Оно потемнело, зрачок расширился, стал черным, бездонным, вокруг него светилось тончайшее золотое кольцо, мчались к Суздальцеву гневные вихри, от которых дрожал и расслаивался воздух, и он чувствовал, как в него вонзаются лучи гнева, поражают в душе незримые цели, сжигают его грехи, убивают его плоть, стремятся вырвать из нее душу, которая беспомощно и послушно расставалась с испепеляемым телом. Яркое око трепетало, полное фиолетовой плазмы, и утихло.
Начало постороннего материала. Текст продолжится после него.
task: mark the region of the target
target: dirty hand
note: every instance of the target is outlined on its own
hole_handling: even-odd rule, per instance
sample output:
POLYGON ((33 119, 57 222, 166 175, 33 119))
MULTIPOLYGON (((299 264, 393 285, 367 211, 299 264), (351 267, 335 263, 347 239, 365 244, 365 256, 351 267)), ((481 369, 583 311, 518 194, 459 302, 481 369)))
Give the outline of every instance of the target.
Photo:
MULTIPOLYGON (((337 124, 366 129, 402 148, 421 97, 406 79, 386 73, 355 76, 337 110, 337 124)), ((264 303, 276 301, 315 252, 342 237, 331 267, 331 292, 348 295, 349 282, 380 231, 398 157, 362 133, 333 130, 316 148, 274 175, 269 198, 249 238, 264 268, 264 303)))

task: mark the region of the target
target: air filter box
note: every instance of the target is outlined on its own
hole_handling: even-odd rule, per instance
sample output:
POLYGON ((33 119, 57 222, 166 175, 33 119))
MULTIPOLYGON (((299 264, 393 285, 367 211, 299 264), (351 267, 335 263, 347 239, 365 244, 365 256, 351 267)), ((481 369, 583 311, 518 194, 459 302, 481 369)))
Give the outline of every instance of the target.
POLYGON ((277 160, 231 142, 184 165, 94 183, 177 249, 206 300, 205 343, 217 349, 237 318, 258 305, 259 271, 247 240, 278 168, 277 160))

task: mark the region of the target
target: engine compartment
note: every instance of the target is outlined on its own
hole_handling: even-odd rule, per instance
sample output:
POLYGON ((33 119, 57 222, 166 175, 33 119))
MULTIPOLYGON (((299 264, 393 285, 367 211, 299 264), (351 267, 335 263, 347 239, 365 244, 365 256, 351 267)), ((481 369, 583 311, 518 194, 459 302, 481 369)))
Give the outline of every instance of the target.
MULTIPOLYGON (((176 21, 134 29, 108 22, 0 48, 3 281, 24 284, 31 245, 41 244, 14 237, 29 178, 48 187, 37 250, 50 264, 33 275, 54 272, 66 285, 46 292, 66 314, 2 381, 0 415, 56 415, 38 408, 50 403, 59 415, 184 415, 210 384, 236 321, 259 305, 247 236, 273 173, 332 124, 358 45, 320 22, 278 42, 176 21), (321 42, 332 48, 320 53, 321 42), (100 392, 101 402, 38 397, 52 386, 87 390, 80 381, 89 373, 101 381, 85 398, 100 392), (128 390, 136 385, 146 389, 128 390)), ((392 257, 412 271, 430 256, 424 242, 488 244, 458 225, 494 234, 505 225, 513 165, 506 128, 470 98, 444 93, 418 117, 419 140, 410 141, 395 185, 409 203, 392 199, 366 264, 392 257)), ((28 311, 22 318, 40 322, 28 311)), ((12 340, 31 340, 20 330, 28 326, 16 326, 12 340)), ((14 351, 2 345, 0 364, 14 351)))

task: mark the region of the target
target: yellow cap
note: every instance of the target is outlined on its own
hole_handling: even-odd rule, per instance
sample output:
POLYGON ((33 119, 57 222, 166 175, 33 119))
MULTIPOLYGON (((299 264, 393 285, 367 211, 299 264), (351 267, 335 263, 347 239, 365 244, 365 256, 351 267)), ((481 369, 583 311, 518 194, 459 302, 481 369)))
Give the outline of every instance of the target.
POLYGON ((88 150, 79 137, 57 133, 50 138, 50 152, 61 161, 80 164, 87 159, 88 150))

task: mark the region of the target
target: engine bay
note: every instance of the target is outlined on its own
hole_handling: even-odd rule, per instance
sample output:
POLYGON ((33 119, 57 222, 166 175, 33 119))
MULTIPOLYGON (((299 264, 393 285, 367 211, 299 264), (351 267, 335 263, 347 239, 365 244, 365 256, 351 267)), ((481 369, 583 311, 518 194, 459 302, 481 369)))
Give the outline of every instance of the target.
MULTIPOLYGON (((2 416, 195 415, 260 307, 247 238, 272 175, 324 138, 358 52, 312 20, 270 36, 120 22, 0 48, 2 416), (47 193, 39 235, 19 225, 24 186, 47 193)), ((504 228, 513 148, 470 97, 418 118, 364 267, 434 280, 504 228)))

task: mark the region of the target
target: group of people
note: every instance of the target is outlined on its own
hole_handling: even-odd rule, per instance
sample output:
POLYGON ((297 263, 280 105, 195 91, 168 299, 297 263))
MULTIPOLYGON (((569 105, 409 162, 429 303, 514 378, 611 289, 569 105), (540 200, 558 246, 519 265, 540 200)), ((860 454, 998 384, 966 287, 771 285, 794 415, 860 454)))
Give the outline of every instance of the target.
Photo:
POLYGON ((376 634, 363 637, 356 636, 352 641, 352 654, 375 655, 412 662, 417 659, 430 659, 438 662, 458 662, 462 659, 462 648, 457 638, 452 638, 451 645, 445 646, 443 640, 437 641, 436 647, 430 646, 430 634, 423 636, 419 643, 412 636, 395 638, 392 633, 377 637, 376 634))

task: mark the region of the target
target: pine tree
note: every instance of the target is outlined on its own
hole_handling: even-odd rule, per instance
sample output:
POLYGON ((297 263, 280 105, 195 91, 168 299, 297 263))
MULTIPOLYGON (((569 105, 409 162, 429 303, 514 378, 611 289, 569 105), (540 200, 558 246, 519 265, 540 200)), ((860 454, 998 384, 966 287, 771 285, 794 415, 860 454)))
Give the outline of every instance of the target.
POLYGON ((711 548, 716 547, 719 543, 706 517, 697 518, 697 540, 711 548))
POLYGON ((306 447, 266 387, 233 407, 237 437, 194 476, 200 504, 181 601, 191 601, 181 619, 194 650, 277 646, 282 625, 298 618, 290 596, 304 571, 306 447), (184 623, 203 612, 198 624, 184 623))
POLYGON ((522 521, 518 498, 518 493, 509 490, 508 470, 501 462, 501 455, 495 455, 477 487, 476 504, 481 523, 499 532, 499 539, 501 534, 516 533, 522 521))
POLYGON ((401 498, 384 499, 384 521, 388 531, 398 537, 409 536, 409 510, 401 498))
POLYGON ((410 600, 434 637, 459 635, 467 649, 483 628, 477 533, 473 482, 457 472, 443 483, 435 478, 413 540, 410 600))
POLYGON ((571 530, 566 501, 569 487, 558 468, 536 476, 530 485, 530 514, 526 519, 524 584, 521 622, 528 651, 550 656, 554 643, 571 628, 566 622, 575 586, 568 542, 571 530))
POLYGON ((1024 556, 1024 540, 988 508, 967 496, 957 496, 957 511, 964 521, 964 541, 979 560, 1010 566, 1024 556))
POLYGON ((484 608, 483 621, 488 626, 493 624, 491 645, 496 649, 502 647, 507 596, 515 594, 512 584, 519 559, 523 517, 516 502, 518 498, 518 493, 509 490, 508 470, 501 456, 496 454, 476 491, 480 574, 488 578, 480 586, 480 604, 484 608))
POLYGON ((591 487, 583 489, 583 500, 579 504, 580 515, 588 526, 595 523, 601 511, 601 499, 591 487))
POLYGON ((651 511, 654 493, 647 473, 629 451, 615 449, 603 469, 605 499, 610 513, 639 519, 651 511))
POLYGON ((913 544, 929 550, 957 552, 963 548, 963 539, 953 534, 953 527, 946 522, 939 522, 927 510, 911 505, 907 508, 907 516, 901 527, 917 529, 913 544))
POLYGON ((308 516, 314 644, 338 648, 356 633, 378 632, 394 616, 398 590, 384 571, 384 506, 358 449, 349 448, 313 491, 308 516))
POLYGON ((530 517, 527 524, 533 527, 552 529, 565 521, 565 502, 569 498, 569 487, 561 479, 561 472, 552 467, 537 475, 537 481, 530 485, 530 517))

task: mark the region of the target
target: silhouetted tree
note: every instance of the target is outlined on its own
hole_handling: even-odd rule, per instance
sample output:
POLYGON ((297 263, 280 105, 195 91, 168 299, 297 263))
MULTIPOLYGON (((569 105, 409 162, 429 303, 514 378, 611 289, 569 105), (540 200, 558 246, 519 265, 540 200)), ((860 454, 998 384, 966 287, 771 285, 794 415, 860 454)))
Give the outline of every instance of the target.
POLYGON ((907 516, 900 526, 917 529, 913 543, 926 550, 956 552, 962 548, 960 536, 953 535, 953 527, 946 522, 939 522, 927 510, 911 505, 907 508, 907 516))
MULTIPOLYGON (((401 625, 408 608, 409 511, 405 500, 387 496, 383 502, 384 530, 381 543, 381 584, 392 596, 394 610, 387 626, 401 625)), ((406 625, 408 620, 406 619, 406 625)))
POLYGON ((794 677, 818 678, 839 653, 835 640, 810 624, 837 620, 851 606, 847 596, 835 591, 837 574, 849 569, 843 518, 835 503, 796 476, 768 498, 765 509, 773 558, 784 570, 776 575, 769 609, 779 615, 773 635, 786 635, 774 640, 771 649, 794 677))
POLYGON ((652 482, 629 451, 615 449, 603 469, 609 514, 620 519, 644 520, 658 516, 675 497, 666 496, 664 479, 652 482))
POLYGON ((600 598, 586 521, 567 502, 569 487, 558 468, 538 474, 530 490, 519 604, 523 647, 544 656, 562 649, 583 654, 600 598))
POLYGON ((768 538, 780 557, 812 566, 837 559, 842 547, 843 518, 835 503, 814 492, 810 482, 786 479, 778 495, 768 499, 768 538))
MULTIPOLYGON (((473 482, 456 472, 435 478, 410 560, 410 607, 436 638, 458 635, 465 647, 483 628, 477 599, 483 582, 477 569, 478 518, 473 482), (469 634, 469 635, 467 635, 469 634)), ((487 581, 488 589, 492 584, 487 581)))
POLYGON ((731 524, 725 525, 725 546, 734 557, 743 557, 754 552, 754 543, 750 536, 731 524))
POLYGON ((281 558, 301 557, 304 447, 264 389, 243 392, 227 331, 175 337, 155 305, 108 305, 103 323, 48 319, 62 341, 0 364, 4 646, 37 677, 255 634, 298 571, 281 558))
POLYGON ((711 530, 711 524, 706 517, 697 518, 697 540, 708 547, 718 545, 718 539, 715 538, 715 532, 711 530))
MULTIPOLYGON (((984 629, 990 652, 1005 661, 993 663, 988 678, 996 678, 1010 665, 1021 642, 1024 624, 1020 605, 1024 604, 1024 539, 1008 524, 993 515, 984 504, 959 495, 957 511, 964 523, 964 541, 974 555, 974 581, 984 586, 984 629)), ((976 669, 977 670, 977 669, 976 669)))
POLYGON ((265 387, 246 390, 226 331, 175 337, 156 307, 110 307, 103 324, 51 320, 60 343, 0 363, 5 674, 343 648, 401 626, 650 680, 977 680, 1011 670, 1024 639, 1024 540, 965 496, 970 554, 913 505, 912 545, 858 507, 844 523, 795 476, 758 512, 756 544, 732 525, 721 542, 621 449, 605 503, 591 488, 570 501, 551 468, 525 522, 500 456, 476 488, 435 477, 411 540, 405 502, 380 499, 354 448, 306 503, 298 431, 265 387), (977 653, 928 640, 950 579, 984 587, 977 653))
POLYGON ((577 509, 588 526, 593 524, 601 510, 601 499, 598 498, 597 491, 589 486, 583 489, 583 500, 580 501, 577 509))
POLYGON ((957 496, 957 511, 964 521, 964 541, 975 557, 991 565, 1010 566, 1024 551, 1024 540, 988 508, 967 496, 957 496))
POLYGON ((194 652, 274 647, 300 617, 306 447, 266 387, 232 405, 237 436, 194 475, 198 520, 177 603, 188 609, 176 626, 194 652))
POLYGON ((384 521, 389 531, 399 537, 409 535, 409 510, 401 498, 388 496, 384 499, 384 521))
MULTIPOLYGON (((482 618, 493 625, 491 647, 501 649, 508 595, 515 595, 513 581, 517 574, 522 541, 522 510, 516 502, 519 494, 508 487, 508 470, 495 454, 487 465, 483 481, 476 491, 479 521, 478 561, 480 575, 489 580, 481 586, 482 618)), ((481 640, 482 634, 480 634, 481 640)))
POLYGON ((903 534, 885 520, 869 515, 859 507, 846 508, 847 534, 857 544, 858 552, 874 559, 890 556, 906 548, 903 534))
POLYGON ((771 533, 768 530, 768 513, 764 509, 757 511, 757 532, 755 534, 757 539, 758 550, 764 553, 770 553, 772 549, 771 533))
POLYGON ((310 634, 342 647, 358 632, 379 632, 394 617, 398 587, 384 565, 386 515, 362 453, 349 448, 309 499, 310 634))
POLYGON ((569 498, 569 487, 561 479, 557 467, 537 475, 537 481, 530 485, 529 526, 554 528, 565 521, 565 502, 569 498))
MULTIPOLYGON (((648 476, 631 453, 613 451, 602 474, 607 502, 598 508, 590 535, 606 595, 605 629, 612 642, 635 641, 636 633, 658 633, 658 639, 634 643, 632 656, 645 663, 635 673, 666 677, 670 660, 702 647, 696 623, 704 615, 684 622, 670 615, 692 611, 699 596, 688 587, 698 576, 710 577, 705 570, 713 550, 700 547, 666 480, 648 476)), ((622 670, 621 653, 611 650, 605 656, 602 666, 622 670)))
Стало наполняться синевой, тихой лазурью, божественным дивным светом, какой случается в марте, если смотреть на небо сквозь голые вершины начинающих просыпаться берез. Синева становилась гуще, бездонней, какой не бывает на земле, а только в бездонной высоте, куда стремится душа. И из этой неземной синевы исходила, изливалась, дивно излучалась на Суздальцева любовь, бесконечная, безмолвная, любившая в нем его измученную душу, его исстрадавшееся тело, его грешные и благие помышления, всю его судьбу, которая была ему дарована свыше и которую он нес на неизбежный будущий суд к тому, кто смотрел на него с любовью из окровавленного камня, брошенного в высохшее русло ручья. И этим любящим оком смотрел на него Стеклодув, не объясняя ему, зачем привел Суздальцева в эту низину среди выжженных афганских холмов.
Синева стала медленно гаснуть, бледнеть, око закрылось, и над ним промерцала огненная струйка лазури.
Суздальцев сидел перед камнем, испытывая такую нежность, благодарность, любовь, от которой текли слезы, и весь мир вокруг был перламутровым от слез.
Он приблизился к камню, попытался поднять. Камень был непомерно тяжел, не отрывался от земли, словно был создан из тяжелых метеоритных сплавов, упал в эту ложбину из Космоса. Суздальцев наклонился к камню и поцеловал, почувствовал на губах едва различимый отклик.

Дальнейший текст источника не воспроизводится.